SpeechMark Newsletter February 2021

SpeechMark Newsletter

Announcing SpeechMark MATLAB Toolbox Version 1.3.
This updates certain SpeechMark functionality that is only available through the toolbox. It does not affect other SpeechMark products.

New and Enhanced Toolbox Functionality
Strings come to SpeechMark at last! We have updated our entire library to allow you to specify strings as input arguments, such as age/gender or filename. This especially affects the high-level functions such as landmarks, vowel_segs_std, and lm_vowelarea, which permit filenames (and arrays of filenames) as input arguments. However, SpeechMark functions do not produce strings in their returned results, and character arrays are still supported, so any existing code will continue to work as-is.

Bug Fixes
We have also made updates and fixes to some of our internal functions, especially suppressing inappropriate warnings when computing F0 and related voicing measures.

SpeechMark uses fuzzy logic in much of its processing.

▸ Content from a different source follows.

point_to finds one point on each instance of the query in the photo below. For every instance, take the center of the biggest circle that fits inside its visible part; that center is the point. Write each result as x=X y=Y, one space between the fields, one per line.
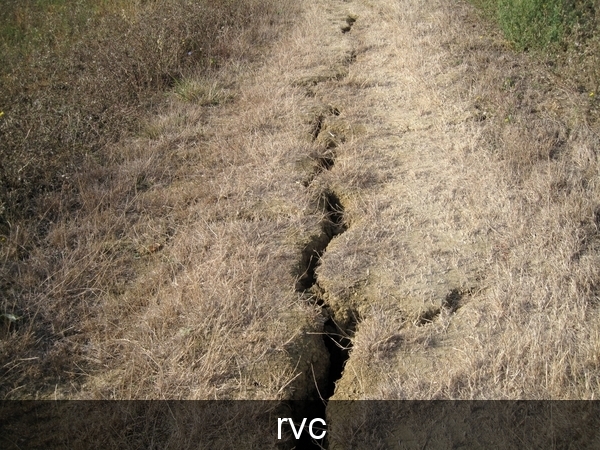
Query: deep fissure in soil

In the coding world, logical normally means exactly true or false, yes or no, 1 or 0. Fuzzy logic, however, is imprecise and subjective, expressing the “degree of membership” in a set or the degree to which a condition is true. This is always a value between 0 and 1, with 0 indicating no membership at all and 1 indicating full membership.

SpeechMark uses what’s called first-order fuzzy logic. For example, the “strength” component of a landmark is the (fuzzy) degree to which a landmark is present. (Well, almost: SpeechMark often multiplies the strength by -1, so be sure to use the absolute value if you want to work with the fuzzy degree.) In the MATLAB toolbox, functions that return fuzzy values are named deg_*, such as deg_sigsgram, deg_voicedhnr, and even deg_speech.

SpeechMark focuses on the physics and neurophysiology of speech production, which is an objective domain. One could, for example, visually determine whether the vocal folds are moving to produce glottal pulses.

However, SpeechMark analyzes acoustic signals. This is sometimes subjective, because it may be a matter of judgement whether, say, vocal-fold motion can be inferred from an acoustic signal, and how firmly. The degree of voicing produced by several of our deg_voiced* functions captures various parts of this imprecision: specifically local evidence from periodic motion, or specifically including various acoustic measures such as nearby landmarks or the local harmonics/ noise ratio HNR.

Using fuzzy logic often entails combining fuzzy measures (of membership in some set of interest) with the fuzzy analogs of the usual logical operators: And, Or, Not, and others. The first two have reassuringly simple rules: From two fuzzy variables A and B whose degrees are a and b, the degree to which both A and B are in the set (i.e., A And B) is just the smaller of a and b, Min(a,b). Likewise, the degree to which at least one is in the set (A Or B) is the larger of the two, Max(a,b).

Where does this appear in SpeechMark? An example is landmark strength. Landmarks are defined by big-enough peaks of energy change that occur simultaneously in at least three spectral bands. Each peak is given a degree to which it is “big enough”, and the landmark’s strength is the third-highest of these. Why the third highest? Because the landmark is defined by the presence of a peak in the strongest band and a peak in the second-strongest and a peak in a third-strongest. (“A chain is only a strong as its weakest link.”)

SpeechMark is cautious using Not. You might be tempted to think that if False corresponds to 0 and True to 1, then the degree of Not A must be 1-(degree of A). But 1-x isn’t the only function that converts 1 to 0 and vice versa. Different versions of fuzzy logic adopt different definitions of Not. (If you work in the Math Department, think of t-norms or negators. The rest of us will be thinking of speech production.) In speech production, the degree to which the acoustic evidence for, say, voicing is strong might not be the degree to which that same evidence for Not-voicing (non-voicing) is weak. The evidence may simply be incomplete (voicing Or Non-voicing < 1) or ambiguous (voicing Or Non-voicing > 1).

So much for today’s math lesson! There may be a quiz in the morning.